By Aaron J. Sender
Taking a sabbatical at Brandeis University last year may have been the most important move of Mary Jo Ondrechen’s academic career.
After 21 years as a Northeastern University chemist, it was in a Brandeis lab that she discovered a simple and quick method to pinpoint the specific amino acids that make up a protein’s active site.
Ondrechen had been studying predicted titration curves of single amino acids in vitamin-B6-dependent enzymes and noticed something really strange.
“What normally happens when you titrate something is that as you slowly raise the pH by adding base all of a sudden there is a precipitous drop in charge, just a very fast fall-off in charge,” she says. In other words, if the initial net charge is +1 it will suddenly drop to zero. Or if it starts at zero charge it quickly drops to ¯1.
For some reason, though, a small, single-digit percentage of the curves on Ondrechen’s computer were strikingly flat. When she showed the results to other researchers, many were quick to dismiss her observations as an artifact of the method: “They all told me I was crazy,” she says. But while talking it over with Brandeis collaborators Dagmar Ringe and Jim Clifton, Ondrechen immediately knew she had hit on something big. “I said, ‘My God, we’ve got a way to find the active site. If you give me the structure of the protein, I can tell you where the active site is.’”
To recognize the clues nature left, Ondrechen used her chemical intuition. For a protein to interact with its substrate there must be some acid-base chemistry going on, she reasoned. The flat-liner residues, then, must be the amino acids that prolong their active form over a long pH range and are thus part of the active site.
Drug makers look to a protein’s active site for clues to its function and to design drugs that fit snugly within its folds. Other methods rely on comparisons with similar proteins of known functions or on the tedious process of screening hundreds of thousands of small molecules to home in on the active site.
Ondrechen’s computational method, called Thematics, for theoretical microscopic titration curves, requires no prior knowledge but the protein’s three-dimensional structure. “On a Compaq Alpha workstation, a smallish protein, where there are only a couple hundred residues to do, can take less than an hour of CPU time for the whole calculation,” Ondrechen says. “It just starts at the coordinates and puts out the titration curves.”
Since the publication of Thematics in Proceedings of the National Academy of Sciences in late October, her phone has been ringing off the hook. “I’ve gotten lots of inquiries from pharmaceutical companies saying, ‘Can I have your program?’” Ondrechen says.
But she still hasn’t decided yet whether to go the commercial route.
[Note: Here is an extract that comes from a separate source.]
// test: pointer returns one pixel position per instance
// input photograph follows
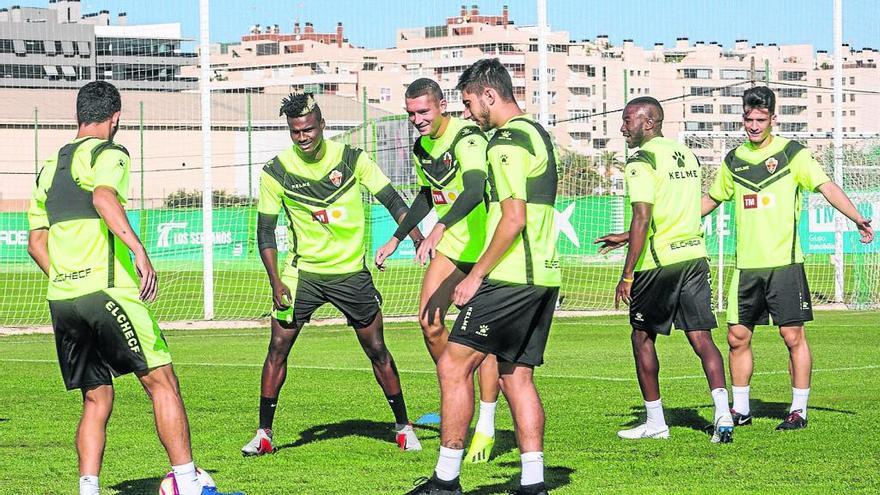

It depends if she gets the federal funding she is seeking for a large public database she envisions of active sites overlaid onto protein structures.
First, though, she must solve a major bottleneck: to find the telltale residues, lab members must manually scour hundreds of titration curves generated for each protein. “We just use the human eye,” she says.
Now back at Northeastern, Ondrechen is collaborating with Bob Futrelle and Ron Williams of the school’s computer science department to develop machine-learning algorithms to automatically pick the statistically significant curves and eliminate human intervention. “And then we can do proteome wide screening,” she says.